ImmTACs couple the unique ability of affinity-enhanced T Cell Receptors (TCRs) to target cancer and virally infected cells based on intracellular antigens that cannot be treated using traditional antibody-based approaches, with a highly potent anti-CD3 mediated T cell redirection system.

Immunocore has developed processes that allow it to isolate human TCRs specific for a target of interest and to create soluble versions whose affinity has been enhanced several million fold. These engineered, disease -specific, TCRs are fused to an antibody fragment that binds a cell surface protein called CD3 which is found on the surface of the killer T cells of the immune system. ImmTACs target the diseased cells and redirect any T cell touching them to kill, even if that T cell would normally only recognise other diseases such as the common cold.

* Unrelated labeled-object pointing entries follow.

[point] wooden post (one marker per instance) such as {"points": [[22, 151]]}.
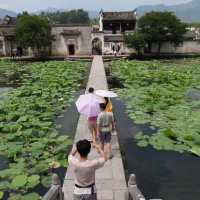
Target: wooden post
{"points": [[55, 192]]}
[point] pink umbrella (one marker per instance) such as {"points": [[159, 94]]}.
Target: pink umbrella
{"points": [[88, 104], [105, 93]]}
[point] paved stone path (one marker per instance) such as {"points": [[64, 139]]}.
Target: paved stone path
{"points": [[110, 180]]}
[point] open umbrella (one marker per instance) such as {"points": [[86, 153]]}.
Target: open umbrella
{"points": [[106, 93], [88, 104]]}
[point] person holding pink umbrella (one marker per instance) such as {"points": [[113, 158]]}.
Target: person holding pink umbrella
{"points": [[92, 122]]}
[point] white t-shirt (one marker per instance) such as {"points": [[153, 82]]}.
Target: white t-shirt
{"points": [[105, 119], [85, 173]]}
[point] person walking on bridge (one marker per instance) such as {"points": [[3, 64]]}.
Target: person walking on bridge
{"points": [[84, 170], [105, 124]]}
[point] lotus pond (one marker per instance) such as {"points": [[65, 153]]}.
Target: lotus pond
{"points": [[32, 142], [157, 117]]}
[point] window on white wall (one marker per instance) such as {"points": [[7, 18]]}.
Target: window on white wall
{"points": [[106, 44]]}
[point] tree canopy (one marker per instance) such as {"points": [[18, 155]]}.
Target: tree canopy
{"points": [[162, 27], [135, 41], [78, 16], [33, 31]]}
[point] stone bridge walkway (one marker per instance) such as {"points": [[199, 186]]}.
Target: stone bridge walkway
{"points": [[110, 180]]}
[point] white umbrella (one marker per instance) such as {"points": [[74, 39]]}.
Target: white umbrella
{"points": [[106, 93]]}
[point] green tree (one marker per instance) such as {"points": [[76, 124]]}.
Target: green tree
{"points": [[71, 17], [162, 27], [33, 31], [135, 41], [194, 24]]}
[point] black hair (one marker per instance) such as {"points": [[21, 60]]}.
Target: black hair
{"points": [[107, 100], [91, 90], [102, 106], [83, 147]]}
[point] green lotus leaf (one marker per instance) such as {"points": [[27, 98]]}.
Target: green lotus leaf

Unlike traditional immunotherapies such as cancer vaccines or immune-stimulating agents such as anti-CTLA4 antibodies, Immunocore’s ImmTACs have been specifically designed to overcome the antigen down-regulation that has limited the effectiveness of immunotherapies to date. Pre-clinical tests indicate that they can achieve potent T cell redirection against cancer cells that have lost almost all of their cell surface antigens through down-regulation.

About IMCgp100

IMCgp100 is an ImmTAC reagent specific for a peptide derived from the well validated target protein gp100, presented by HLA-A2; this target being present in approximately 50% of melanoma patients. IMCgp100 demonstrates potent activity against melanoma cells in vitro, including cancer stem cells.

About Metastatic melanoma

Melanoma is a form of skin cancer that accounts for less than 5% of cases, but causes the vast majority of skin cancer deaths. The American Cancer Society estimates that about 68,130 new melanomas will be diagnosed in the United States during 2010 (about 38,870 in men; 29,260 in women) and 8,700 deaths from this disease will occur. 10, 672 cases were diagnosed in the UK in 2007 and there were 2,067 deaths in 2008. Incidence rates for melanoma have increased in the last thirty years and, unlike other common cancers, melanoma has a wide age distribution. In recent years, the increases have been most pronounced in young white women and older white men (www.cancer.org; www.cancerresearchuk.org). Patients who are diagnosed early are treatable with surgical resection, although in many the disease will recur within a few years. If melanoma continues to the late stages and becomes metastatic, the prognosis is poor, with average survival rates of only six to nine months. Chemotherapy is the most common treatment for patients with metastatic melanoma, but the response rate is very low. There is a high level of unmet need for more effective therapies.

About IMCmage1

IMCmage1 is an ImmTAC reagent specific for the well validated target proteins MAGE-A3 and MAGE-A6, presented by HLA-A1. The MAGE proteins targeted by IMCmage1 are members of the cancer/testis antigen family that are expressed in a wide variety of solid and haematologic cancers such as NSCLC, SCLC, hepatocellular carcinoma and colorectal cancers. The MAGE proteins represent some of the best validated, truly cancer specific targets known, but their clinical utility has been limited to date, as their intracellular location has prevented the development of targeted therapies such as antibodies.